Thank you, Brian. The Board fixed February 17th, 2026, as the record date for determining stockholders entitled to vote at this meeting. Broadridge has certified by affidavit that the notice of the meeting, the proxy statement, and the 2025 Annual Report were mailed on or about March 13th, 2026, to all stockholders as of the record date. Broadridge's affidavit will be incorporated into the meeting minutes. I also have the list of record holders of common stock as of the close of business on February 17th, 2026. I will file a copy of this list with the company records. The stockholder list shows that as of the record date, there were 80,383,165 shares of common stock outstanding and entitled to vote at this meeting.

I have been informed by the Inspector of Election that there are, represented in person or by proxy, shares of common stock constituting a majority of the total shares entitled to vote at this meeting. Therefore, a quorum is present for purposes of transacting business and the meeting may proceed.

Brian Chambers
Chair and CEO, Owens Corning

Thank you, Gina. On the basis of the reports of the Secretary and the Inspector of Election, I find that proper notice has been given and that a quorum is present. Accordingly, this meeting has been properly convened, and I declare the polls open. Now, I will present the matters to be voted upon. The first item is the election of Directors. At this meeting, we will be electing each of the nine nominees for Director for a one-year term expiring at the 2027 Annual Meeting of Stockholders. The nominees are Brian Chambers, Michelle Collins, Eduardo Cordeiro, Adrienne D. Elsner, Alfred E. Festa, Edward F. Lonergan, Paul E. Martin, Suzanne P. Nimocks, and John D. Williams. No other nominations have been received in accordance with our bylaws, and the nominations are now closed.
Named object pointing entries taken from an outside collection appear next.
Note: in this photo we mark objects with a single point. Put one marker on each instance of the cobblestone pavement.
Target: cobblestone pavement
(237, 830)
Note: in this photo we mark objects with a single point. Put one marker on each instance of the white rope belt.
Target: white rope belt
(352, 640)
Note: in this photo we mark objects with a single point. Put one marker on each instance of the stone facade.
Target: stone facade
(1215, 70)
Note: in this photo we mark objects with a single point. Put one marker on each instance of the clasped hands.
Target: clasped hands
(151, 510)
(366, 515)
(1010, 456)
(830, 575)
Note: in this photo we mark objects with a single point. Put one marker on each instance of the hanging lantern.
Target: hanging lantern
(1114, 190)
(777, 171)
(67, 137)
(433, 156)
The second proposal is the ratification of the selection of PricewaterhouseCoopers LLP as the company's independent registered public accounting firm for Fiscal Year 2026. The final proposal asks stockholders to approve an advisory resolution on the Fiscal Year 2025 compensation of our Named Executive Officers, as described in the Proxy Statement. While our Board and Compensation Committee intend to carefully consider the stockholder vote resulting from the proposal, the final vote will not be binding and is advisory in nature. Now that everyone has had the opportunity to vote, I declare the polls closed for the 2026 Annual Meeting of Stockholders. Gina, please report on the results of the voting.

Gina Beredo
EVP, Chief Administrative Officer, and General Counsel, Owens Corning

I have been advised by the Inspector of Election that based on a preliminary tabulation of the votes, each of the nine nominees for Director in the proxy statement has received a majority of votes cast and has been elected to serve for a one-year term expiring at the 2027 Annual Meeting of Stockholders, and each of the other Company proposals were approved. We will report the final vote results in accordance with the relevant securities laws.

Brian Chambers
Chair and CEO, Owens Corning

Thank you, Gina. Thank you to our stockholders for their participation in today's meeting and for their votes. Before we close, I would like to note that we did not receive any questions from stockholders for this annual meeting. Therefore, I declare that the 2026 Annual Meeting of Stockholders has concluded and is adjourned. I want to thank everyone who made time to join us on today's call and for your ongoing support of Owens Corning. Thank you, and have a safe day.

Operator

Thank you. The webcast of the annual general meeting for Owens Corning has ended. Thank you for attending. You may now leave the virtual meeting.